We can optimize space complexity by using a 1D array instead of a 2D array. Since f[i][j] only depends on f[i-1][j] and f[i][j-1], we can update the array in place.

Time Complexity: O(mn) - We iterate through the entire grid once. Space Complexity: O(n) for the optimized 1D array approach; O(mn) for the 2D array approach.

Approach 2 & 3: Further Space Optimization (Variations of DP)

Approach 2 still uses a 2D array but initializes it differently, streamlining the code slightly.
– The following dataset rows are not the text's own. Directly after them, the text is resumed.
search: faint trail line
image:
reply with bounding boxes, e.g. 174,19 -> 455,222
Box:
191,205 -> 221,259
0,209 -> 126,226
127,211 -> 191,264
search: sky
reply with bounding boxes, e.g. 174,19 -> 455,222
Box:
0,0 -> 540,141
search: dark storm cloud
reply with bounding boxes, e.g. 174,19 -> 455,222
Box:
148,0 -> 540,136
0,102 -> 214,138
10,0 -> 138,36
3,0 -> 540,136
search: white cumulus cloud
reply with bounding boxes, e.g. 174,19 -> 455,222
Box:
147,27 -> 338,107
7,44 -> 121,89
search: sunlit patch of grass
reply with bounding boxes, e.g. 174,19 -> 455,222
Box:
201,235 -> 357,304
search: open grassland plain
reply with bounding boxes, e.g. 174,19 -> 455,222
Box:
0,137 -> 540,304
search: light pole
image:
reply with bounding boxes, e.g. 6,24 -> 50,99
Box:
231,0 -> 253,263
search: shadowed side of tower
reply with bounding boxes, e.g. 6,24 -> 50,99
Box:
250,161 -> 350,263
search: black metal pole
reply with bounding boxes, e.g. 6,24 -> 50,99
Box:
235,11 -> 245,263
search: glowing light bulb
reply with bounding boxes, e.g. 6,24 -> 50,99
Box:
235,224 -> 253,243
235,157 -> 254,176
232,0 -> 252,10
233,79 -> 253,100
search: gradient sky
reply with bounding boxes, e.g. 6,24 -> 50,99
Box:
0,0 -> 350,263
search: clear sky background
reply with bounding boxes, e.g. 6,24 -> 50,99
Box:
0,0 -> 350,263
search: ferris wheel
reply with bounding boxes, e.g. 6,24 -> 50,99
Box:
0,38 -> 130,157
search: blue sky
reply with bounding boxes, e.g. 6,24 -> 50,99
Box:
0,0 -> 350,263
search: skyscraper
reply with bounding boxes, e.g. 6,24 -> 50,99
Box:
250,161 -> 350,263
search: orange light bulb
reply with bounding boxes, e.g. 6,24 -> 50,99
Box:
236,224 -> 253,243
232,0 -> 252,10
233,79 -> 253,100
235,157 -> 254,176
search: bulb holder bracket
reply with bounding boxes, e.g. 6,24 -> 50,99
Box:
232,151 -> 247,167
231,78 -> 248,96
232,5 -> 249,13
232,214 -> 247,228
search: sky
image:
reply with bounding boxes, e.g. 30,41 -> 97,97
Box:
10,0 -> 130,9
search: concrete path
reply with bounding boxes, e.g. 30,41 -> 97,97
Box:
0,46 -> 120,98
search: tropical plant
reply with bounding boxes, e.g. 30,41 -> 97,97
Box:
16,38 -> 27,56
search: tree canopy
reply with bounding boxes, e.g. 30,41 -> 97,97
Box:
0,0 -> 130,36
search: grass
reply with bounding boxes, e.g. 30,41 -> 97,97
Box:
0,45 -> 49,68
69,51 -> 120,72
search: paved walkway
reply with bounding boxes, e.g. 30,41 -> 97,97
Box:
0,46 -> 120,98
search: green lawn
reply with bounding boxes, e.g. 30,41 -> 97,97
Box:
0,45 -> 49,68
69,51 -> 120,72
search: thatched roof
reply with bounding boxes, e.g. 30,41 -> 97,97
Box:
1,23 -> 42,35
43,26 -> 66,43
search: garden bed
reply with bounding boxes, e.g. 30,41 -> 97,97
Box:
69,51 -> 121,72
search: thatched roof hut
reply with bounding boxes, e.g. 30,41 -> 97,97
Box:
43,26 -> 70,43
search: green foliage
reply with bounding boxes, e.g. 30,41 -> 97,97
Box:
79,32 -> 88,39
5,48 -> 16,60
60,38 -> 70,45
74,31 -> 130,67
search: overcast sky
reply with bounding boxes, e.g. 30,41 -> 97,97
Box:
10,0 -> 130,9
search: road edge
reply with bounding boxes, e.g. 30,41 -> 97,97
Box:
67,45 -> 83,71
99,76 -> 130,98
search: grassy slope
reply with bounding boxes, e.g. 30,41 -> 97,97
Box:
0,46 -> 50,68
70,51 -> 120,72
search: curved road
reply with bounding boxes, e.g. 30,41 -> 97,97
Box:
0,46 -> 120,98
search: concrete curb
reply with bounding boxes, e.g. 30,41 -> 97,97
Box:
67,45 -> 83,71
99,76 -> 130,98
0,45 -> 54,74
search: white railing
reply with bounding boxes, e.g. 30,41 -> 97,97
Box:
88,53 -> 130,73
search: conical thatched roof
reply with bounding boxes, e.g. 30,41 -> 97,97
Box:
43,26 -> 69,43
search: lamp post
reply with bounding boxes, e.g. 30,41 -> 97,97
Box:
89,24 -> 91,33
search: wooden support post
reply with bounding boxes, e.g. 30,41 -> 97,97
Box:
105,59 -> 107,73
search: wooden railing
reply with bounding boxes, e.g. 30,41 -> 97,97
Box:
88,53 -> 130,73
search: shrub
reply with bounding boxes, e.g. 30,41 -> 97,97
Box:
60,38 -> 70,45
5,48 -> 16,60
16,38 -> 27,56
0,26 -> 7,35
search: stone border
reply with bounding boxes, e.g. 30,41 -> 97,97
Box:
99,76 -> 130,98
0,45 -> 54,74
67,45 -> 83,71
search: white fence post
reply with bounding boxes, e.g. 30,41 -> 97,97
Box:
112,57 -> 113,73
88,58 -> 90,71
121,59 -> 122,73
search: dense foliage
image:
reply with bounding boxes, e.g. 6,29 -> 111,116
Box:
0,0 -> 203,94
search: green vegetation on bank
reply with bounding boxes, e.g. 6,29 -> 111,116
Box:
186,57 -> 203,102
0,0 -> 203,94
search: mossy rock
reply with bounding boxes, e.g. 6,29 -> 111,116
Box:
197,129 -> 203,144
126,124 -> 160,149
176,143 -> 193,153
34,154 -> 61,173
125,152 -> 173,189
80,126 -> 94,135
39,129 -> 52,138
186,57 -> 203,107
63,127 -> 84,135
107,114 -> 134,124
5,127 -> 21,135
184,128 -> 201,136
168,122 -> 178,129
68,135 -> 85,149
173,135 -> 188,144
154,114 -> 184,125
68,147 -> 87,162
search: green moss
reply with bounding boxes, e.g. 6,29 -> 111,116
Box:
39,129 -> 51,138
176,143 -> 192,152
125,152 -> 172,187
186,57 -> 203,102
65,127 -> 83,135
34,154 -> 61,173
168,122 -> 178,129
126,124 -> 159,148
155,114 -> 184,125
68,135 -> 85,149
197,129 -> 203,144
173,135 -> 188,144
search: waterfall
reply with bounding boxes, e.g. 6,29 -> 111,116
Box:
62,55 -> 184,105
Approach 3 optimizes space even further by reducing it to a single 1D array. The core DP logic remains the same, but the array manipulation is more concise.

Code Examples (Optimized 1D array - Approach 3)

Here's the code in several programming languages demonstrating the optimized 1D array approach (Approach 3):

Python:

class Solution:
    def uniquePaths(self, m: int, n: int) -> int:
        f = [1] * n
        for i in range(1, m):
            for j in range(1, n):
                f[j] += f[j - 1]
        return f[-1]

Java:

class Solution {
    public int uniquePaths(int m, int n) {
        int[] f = new int[n];
        Arrays.fill(f, 1);
        for (int i = 1; i < m; ++i) {
            for (int j = 1; j < n; ++j) {
                f[j] += f[j - 1];
            }
        }
        return f[n - 1];
    }
}

C++:

class Solution {
public:
    int uniquePaths(int m, int n) {
        vector<int> f(n, 1);
        for (int i = 1; i < m; ++i) {
            for (int j = 1; j < n; ++j) {
                f[j] += f[j - 1];
            }
        }
        return f[n - 1];
    }
};

JavaScript:

var uniquePaths = function(m, n) {
    let f = new Array(n).fill(1);
    for (let i = 1; i < m; i++) {
        for (let j = 1; j < n; j++) {
            f[j] += f[j - 1];
        }
    }
    return f[n - 1];
};

The other languages (Go, TypeScript, Rust) would follow a very similar structure to this optimized 1D array approach. The core concept of dynamic programming remains consistent across all implementations.